Le culte des ancêtres repose sur la conviction que l’âme du défunt survit après la mort et protège sa descendance. Il est trop souvent associé, à propos du Vietnam, à des croyances religieuses- généralement le bouddhisme ou encore aux principes philosophiques du confucianisme. Mais ce culte traditionnel et ancestral existait et était pratiqué bien avant l’introduction de ces préceptes religieux et moraux dans la religion vietnamienne. Le Vietnam a ensuite évolué dans un véritable syncrétisme religieux où pratiquement tous les vietnamiens continuent de vénérer et honorer leur ancêtres, de se référer aux principes confucéens tout en se rattachant à une pratique religieuse (le bouddhisme, le taoïsme ou la catholicisme) et même, pour certains, à une doctrine politique pourtant difficilement compatible avec des pratiques liées au monde surnaturel, le marxisme-léninisme. Les Vietnamiens n’hésitent donc pas à appliquer parallèlement plusieurs croyances, mêlant religions et pratiques superstitieuses, rendant des cultes à la fois à leur propre ancêtres et à des personnages célèbres ayant œuvré pour le pays.
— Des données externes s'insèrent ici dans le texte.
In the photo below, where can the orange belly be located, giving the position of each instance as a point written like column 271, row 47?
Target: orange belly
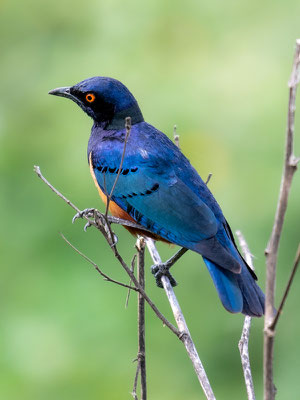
column 118, row 212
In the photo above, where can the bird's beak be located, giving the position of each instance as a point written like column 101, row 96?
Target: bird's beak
column 63, row 92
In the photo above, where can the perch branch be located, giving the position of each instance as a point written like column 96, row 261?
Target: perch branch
column 176, row 136
column 185, row 335
column 287, row 289
column 101, row 225
column 141, row 318
column 106, row 277
column 290, row 166
column 244, row 341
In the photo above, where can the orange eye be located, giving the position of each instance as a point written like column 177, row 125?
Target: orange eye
column 90, row 97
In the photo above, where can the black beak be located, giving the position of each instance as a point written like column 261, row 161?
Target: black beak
column 62, row 92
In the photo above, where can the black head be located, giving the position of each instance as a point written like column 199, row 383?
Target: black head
column 106, row 100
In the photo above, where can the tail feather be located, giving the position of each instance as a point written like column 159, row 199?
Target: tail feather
column 238, row 292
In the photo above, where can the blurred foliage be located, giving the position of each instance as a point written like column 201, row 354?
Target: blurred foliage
column 219, row 71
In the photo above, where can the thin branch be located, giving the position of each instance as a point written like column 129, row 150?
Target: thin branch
column 244, row 341
column 128, row 129
column 185, row 335
column 176, row 136
column 141, row 318
column 287, row 289
column 208, row 178
column 133, row 393
column 102, row 225
column 290, row 166
column 106, row 277
column 132, row 270
column 171, row 261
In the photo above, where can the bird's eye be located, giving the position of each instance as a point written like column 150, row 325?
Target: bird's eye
column 90, row 97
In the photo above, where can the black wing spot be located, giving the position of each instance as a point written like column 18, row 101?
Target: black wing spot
column 154, row 187
column 137, row 216
column 134, row 169
column 129, row 208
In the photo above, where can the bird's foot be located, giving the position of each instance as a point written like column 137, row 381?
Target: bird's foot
column 162, row 270
column 87, row 212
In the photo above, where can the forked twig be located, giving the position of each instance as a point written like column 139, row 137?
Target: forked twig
column 244, row 341
column 185, row 335
column 128, row 129
column 290, row 166
column 287, row 289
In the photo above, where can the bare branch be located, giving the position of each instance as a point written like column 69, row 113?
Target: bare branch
column 244, row 341
column 101, row 224
column 185, row 335
column 106, row 277
column 141, row 318
column 290, row 166
column 133, row 393
column 132, row 270
column 176, row 137
column 287, row 289
column 208, row 178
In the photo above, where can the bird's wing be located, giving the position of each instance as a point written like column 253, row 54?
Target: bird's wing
column 150, row 191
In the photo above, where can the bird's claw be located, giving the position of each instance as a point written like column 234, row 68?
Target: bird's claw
column 162, row 270
column 87, row 212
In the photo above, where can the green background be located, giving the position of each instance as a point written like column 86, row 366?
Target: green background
column 217, row 69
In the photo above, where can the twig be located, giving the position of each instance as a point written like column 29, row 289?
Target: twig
column 128, row 129
column 106, row 277
column 244, row 341
column 176, row 136
column 185, row 335
column 171, row 261
column 101, row 225
column 290, row 166
column 134, row 395
column 132, row 270
column 141, row 318
column 287, row 289
column 208, row 178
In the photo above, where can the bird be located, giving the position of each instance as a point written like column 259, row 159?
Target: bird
column 159, row 189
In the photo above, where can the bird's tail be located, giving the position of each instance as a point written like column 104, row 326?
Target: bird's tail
column 238, row 292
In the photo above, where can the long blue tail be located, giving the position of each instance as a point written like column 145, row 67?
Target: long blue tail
column 238, row 292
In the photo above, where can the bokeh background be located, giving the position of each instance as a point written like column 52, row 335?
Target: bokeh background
column 219, row 71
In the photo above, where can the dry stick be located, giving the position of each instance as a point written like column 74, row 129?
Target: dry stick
column 141, row 318
column 132, row 270
column 290, row 166
column 103, row 230
column 287, row 289
column 244, row 341
column 185, row 335
column 134, row 395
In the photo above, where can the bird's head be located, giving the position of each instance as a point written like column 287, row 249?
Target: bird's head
column 106, row 100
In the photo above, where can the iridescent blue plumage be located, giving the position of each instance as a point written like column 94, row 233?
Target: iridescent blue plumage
column 160, row 190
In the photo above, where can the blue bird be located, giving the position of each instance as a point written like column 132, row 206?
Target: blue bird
column 159, row 189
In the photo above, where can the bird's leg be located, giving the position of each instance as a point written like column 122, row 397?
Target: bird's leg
column 163, row 269
column 87, row 212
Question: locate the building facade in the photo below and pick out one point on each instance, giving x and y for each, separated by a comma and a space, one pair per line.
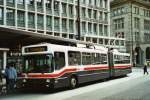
58, 18
130, 19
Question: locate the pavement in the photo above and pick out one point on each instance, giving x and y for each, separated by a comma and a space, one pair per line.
135, 86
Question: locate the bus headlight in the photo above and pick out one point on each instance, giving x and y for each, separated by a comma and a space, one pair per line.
48, 80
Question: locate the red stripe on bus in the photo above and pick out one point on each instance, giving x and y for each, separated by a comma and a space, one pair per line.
71, 70
96, 68
122, 67
52, 75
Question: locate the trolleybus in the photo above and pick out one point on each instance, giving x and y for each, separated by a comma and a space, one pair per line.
57, 66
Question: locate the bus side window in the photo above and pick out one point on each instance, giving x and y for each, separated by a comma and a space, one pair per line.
59, 60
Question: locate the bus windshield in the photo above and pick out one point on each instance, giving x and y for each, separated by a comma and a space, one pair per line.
38, 64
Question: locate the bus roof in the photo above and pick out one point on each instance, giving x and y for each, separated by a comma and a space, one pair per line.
60, 48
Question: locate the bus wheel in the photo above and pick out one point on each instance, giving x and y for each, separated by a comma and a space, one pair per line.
73, 82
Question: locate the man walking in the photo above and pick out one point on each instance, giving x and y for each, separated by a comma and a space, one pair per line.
145, 69
11, 76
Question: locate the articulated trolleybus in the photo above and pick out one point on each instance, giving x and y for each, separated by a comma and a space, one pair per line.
54, 66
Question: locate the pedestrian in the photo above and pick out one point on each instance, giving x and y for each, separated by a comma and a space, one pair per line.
11, 76
145, 69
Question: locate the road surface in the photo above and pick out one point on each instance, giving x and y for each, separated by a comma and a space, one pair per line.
135, 86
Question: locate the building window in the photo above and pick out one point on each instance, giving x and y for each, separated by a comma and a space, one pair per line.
84, 27
40, 22
136, 10
1, 16
20, 2
101, 29
137, 36
74, 58
147, 25
56, 24
95, 29
31, 20
89, 28
10, 1
59, 60
10, 17
49, 4
21, 18
31, 5
101, 3
70, 10
118, 23
95, 14
56, 5
30, 2
64, 9
49, 22
64, 25
105, 3
106, 30
105, 17
100, 16
83, 12
136, 23
89, 13
71, 26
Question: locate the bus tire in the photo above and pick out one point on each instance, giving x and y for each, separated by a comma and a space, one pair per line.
73, 82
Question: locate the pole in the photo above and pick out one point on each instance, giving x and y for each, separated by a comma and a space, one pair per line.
78, 20
132, 51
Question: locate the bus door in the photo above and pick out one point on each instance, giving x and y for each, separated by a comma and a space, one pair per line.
110, 63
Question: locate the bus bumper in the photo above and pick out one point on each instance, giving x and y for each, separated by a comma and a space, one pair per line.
34, 83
Le culte des ancêtres n’est qu’un aspect de la réalité culturelle des Vietnamiens et il ne peut se comprendre qu’au regard d’autres agencements culturels, d’autres organisations sociales. Ainsi, l’organisation des cérémonies liées à ce culte exprime la hiérarchie de chacun des membres dans la lignée familiale. De la même manières, les représentation de l’homme, de l’univers qui sous-tendent le culte sont autant d’éléments qui ne peuvent être détachés de cette pratique culturelle.
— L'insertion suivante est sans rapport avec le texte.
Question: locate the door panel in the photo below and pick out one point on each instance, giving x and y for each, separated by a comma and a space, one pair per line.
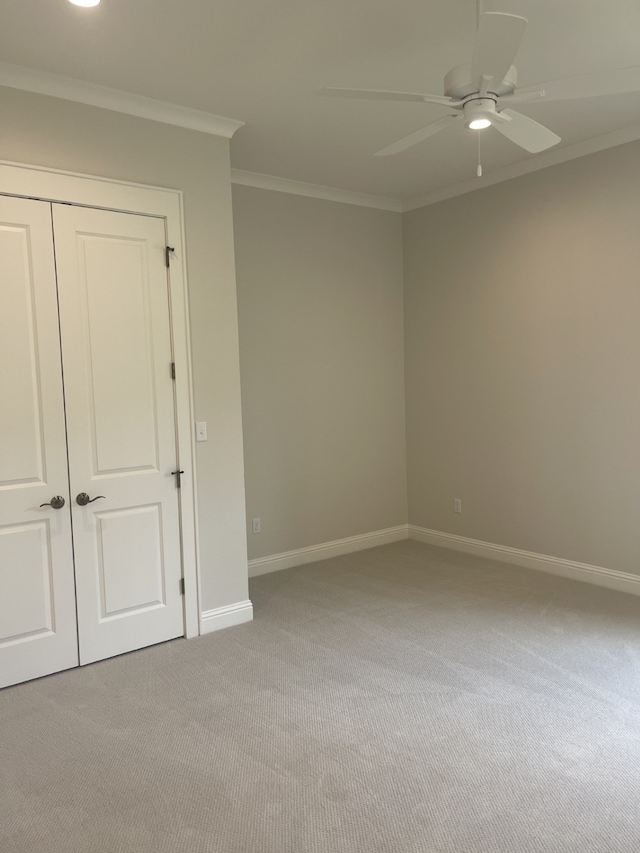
37, 602
114, 316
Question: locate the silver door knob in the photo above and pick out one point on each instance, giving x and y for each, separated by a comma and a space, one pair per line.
56, 502
83, 499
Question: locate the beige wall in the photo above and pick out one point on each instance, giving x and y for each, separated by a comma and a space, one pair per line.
62, 135
523, 361
321, 334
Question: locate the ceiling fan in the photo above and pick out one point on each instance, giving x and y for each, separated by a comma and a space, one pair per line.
481, 92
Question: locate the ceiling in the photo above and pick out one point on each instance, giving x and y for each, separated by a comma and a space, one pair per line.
262, 61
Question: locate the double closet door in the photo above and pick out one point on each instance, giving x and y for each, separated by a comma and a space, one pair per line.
90, 550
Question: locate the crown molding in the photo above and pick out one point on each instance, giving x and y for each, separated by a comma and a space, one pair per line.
43, 83
287, 185
541, 161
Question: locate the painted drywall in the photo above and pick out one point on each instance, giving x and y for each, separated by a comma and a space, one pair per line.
62, 135
321, 353
522, 360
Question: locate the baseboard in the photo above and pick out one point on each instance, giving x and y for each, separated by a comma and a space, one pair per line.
225, 617
621, 581
289, 559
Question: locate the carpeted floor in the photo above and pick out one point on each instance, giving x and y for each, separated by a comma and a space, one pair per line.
403, 699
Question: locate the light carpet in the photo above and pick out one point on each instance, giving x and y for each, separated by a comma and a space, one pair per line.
404, 699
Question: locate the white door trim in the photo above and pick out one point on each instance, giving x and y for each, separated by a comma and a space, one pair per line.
71, 188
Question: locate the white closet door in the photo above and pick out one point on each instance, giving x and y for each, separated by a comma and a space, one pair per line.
37, 601
114, 317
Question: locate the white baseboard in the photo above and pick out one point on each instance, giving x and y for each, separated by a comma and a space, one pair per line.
288, 559
225, 617
621, 581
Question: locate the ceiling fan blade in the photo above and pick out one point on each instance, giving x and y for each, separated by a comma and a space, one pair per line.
381, 95
615, 82
416, 136
497, 41
525, 132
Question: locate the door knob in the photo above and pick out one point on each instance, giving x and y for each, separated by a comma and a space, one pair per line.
57, 502
83, 499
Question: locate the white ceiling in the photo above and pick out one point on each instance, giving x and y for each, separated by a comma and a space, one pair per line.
261, 62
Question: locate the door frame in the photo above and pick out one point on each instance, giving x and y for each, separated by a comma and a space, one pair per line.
52, 185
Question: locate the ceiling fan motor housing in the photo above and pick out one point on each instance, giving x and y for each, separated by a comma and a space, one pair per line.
458, 83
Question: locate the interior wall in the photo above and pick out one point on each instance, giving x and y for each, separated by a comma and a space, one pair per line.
321, 334
59, 134
522, 360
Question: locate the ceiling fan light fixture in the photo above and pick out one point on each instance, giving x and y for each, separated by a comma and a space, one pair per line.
479, 113
479, 123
Le culte des ancêtres contribue à développer les bonnes traditions de la familles et à consolider les relations familiales, c’est à la fois un sentiment naturel et un devoir pour chacun. Le culte des ancêtres est le souvenir des réalisations des générations antérieures. Il est évident qu’aujourd’hui les membres de la famille doivent être solidaires, s’entraider, accomplir de bons actes et éviter les mauvais. Cette relation constitue une force capable d’aider les individus à surmonter des difficultés pour édifier des familles heureuses.